With lines from “The Farmer Trying to Save Italy’s Ancient Olive Trees” by Agostino Petroni, a Pulitzer Center reporting project

Once bejeweled with pale green leaves, blanketing branches laden with olive-fruit,
Now bearing grey bark, empty boughs,
Tangled roots, dry and knotted,
Fields of history-book trees,
Their carcasses rot under the hot Italian sun.

The trees have always been present in their corrugated fairy shapes...

Resting below watery stars,
Their eyes are closed,
The same eyes that watched the Romans live,
And die,
A symbol of Puglia is falling…

While conspiracies flourished, the disease advanced...

The people don’t believe that forests are dying,
People that have maintained and 
loved like family, these ancient trees,
The people succumb to the lies, just as
The trees succumb to the murderous bacteria.

We could not wait for somebody else to deal with it…

Fight the foreign accident, the Xylella fastidiosa with
Hope,
Hope that there might be a way to help, and to aid these dying trees.

Xylella is now crushing that timeless, idyllic reality… 

The silver olive trees are the definition of Italy,
So if they are gone,
If they are gone, what will be left to represent Puglia?
What will be the symbol of Italy?
If the olive trees breathe their last breath,
Then the memories of the people they have witnessed will die with them.
How will we recollect them?

My name is Penelope Garfunkle and I am a 6th Grader living in Oakland, California. I attend St. Paul's Episcopal School. I chose to read "The Farmer Trying to Save Italy’s Ancient Olive Trees" by Agostino Petroni because I’ve been to Italy many times and it has become part of my life.
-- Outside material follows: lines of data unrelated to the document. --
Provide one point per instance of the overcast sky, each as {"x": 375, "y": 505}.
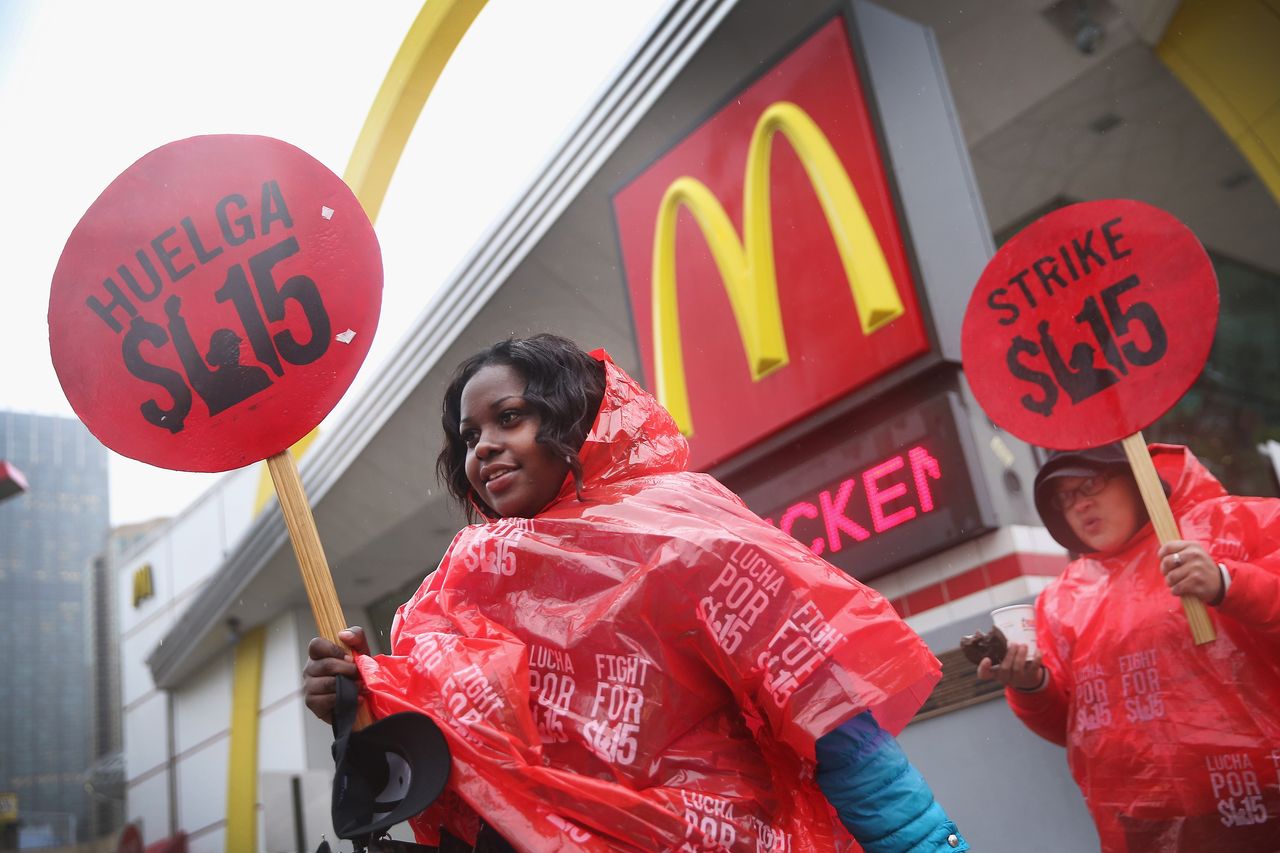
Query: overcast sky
{"x": 86, "y": 89}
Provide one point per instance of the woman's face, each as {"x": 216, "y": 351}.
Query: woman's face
{"x": 506, "y": 465}
{"x": 1106, "y": 520}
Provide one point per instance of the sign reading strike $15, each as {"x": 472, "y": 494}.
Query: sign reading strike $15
{"x": 1089, "y": 324}
{"x": 214, "y": 302}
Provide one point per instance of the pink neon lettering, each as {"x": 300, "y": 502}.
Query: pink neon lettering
{"x": 833, "y": 516}
{"x": 922, "y": 465}
{"x": 878, "y": 497}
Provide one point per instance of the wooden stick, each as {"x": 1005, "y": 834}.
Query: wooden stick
{"x": 311, "y": 561}
{"x": 1162, "y": 519}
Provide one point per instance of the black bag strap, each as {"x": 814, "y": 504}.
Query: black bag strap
{"x": 346, "y": 707}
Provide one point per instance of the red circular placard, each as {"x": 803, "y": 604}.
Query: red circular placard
{"x": 1089, "y": 324}
{"x": 214, "y": 302}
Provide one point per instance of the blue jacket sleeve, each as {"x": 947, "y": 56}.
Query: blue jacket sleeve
{"x": 880, "y": 797}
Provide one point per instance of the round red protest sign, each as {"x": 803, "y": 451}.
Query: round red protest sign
{"x": 1089, "y": 324}
{"x": 214, "y": 302}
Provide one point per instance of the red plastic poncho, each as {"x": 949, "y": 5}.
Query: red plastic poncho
{"x": 647, "y": 669}
{"x": 1176, "y": 747}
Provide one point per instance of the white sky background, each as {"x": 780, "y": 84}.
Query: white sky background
{"x": 87, "y": 87}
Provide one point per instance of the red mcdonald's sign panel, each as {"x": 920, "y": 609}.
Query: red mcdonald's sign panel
{"x": 764, "y": 258}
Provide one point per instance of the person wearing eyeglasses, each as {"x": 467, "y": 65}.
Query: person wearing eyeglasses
{"x": 1175, "y": 747}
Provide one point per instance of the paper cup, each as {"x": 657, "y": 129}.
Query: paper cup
{"x": 1018, "y": 624}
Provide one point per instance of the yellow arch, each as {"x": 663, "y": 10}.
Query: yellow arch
{"x": 1228, "y": 54}
{"x": 419, "y": 62}
{"x": 746, "y": 265}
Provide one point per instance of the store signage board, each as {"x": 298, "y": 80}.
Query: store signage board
{"x": 883, "y": 496}
{"x": 766, "y": 258}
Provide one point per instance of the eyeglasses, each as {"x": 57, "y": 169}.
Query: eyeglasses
{"x": 1063, "y": 500}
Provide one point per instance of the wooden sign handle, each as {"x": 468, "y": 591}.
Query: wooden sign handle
{"x": 311, "y": 562}
{"x": 1162, "y": 519}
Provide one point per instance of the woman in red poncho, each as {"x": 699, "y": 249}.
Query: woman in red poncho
{"x": 1175, "y": 747}
{"x": 624, "y": 657}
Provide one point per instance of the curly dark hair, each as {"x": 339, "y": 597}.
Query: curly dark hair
{"x": 562, "y": 383}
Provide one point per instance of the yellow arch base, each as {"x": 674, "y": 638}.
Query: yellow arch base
{"x": 242, "y": 761}
{"x": 746, "y": 265}
{"x": 419, "y": 62}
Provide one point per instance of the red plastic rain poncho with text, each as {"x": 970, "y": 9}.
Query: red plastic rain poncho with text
{"x": 1176, "y": 747}
{"x": 645, "y": 669}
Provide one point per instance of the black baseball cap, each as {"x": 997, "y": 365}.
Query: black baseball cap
{"x": 385, "y": 772}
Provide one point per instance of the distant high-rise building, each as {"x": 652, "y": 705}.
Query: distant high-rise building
{"x": 105, "y": 778}
{"x": 49, "y": 537}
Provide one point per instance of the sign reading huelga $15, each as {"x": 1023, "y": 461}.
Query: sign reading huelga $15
{"x": 214, "y": 302}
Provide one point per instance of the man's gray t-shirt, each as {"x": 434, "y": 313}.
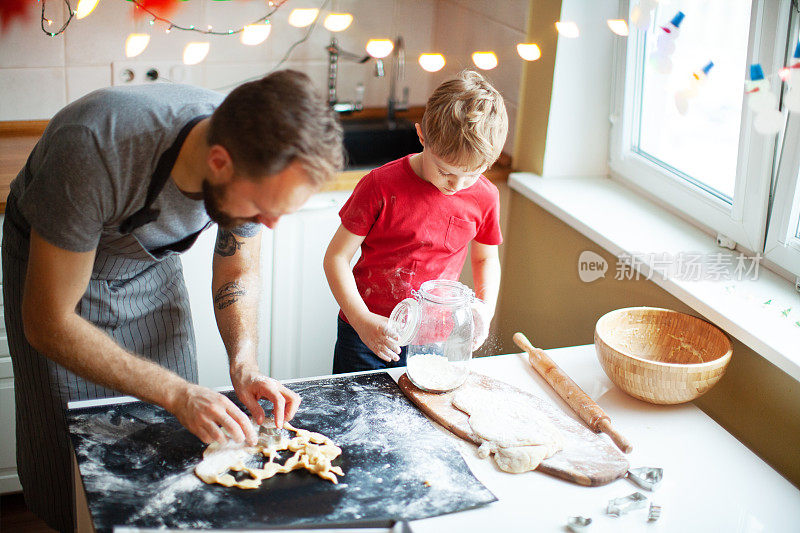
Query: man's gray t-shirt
{"x": 91, "y": 169}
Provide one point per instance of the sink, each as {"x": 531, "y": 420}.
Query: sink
{"x": 371, "y": 142}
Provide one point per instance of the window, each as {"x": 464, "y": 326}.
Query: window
{"x": 693, "y": 146}
{"x": 783, "y": 235}
{"x": 700, "y": 145}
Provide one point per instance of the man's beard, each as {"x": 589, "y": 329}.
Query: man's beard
{"x": 212, "y": 198}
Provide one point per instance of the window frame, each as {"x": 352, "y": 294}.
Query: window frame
{"x": 744, "y": 220}
{"x": 782, "y": 245}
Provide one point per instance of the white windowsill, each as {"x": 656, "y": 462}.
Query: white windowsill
{"x": 625, "y": 223}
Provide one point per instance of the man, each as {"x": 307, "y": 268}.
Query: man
{"x": 121, "y": 182}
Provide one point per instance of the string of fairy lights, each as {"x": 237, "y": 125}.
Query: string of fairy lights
{"x": 642, "y": 16}
{"x": 257, "y": 31}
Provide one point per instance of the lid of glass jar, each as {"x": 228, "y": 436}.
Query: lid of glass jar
{"x": 404, "y": 320}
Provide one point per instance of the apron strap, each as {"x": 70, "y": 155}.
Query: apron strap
{"x": 146, "y": 214}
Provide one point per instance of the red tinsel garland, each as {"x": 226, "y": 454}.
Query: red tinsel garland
{"x": 15, "y": 9}
{"x": 162, "y": 8}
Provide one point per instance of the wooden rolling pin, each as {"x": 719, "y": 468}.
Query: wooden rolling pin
{"x": 579, "y": 401}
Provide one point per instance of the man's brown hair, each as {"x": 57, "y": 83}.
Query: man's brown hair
{"x": 465, "y": 121}
{"x": 269, "y": 123}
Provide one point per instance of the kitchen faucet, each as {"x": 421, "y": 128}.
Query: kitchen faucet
{"x": 334, "y": 52}
{"x": 398, "y": 73}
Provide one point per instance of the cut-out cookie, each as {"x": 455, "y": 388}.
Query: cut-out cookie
{"x": 313, "y": 452}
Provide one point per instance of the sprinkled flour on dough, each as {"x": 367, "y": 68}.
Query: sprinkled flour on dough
{"x": 435, "y": 373}
{"x": 511, "y": 428}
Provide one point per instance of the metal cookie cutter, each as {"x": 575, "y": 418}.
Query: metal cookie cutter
{"x": 654, "y": 513}
{"x": 578, "y": 524}
{"x": 646, "y": 477}
{"x": 626, "y": 504}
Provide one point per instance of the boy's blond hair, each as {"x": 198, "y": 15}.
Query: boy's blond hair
{"x": 465, "y": 121}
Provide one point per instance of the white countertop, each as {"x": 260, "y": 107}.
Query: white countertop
{"x": 712, "y": 482}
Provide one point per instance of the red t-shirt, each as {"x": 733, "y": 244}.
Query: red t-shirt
{"x": 413, "y": 232}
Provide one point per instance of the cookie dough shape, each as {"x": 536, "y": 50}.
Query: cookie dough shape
{"x": 510, "y": 428}
{"x": 312, "y": 451}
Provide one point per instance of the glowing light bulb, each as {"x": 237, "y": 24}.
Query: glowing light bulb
{"x": 431, "y": 62}
{"x": 618, "y": 26}
{"x": 136, "y": 43}
{"x": 300, "y": 18}
{"x": 338, "y": 21}
{"x": 195, "y": 52}
{"x": 85, "y": 7}
{"x": 567, "y": 29}
{"x": 529, "y": 51}
{"x": 254, "y": 34}
{"x": 379, "y": 48}
{"x": 484, "y": 60}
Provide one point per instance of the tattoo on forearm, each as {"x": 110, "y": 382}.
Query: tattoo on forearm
{"x": 229, "y": 294}
{"x": 227, "y": 244}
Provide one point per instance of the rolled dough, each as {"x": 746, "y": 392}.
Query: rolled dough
{"x": 509, "y": 427}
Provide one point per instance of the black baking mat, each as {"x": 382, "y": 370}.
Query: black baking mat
{"x": 137, "y": 465}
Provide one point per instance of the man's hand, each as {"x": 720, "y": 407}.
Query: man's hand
{"x": 251, "y": 385}
{"x": 205, "y": 413}
{"x": 374, "y": 332}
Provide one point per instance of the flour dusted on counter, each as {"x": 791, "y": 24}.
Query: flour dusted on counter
{"x": 433, "y": 372}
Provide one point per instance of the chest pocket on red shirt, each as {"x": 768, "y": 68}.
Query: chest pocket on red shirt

The situation with the olive trees saddened me. I think that the ancient living trees should be cared for because they are such a part of the past. I have walked through olive groves before and it is scary to think that all of the handprints, touches, and voices that these trees have experienced from long ago will be lost just because of a foreign bacteria. These trees have represented the whole Mediterranean area and I wanted to play with the idea of what would happen if the symbol that one place has been known for for a very long time was gone. What would be left of the idea of that place?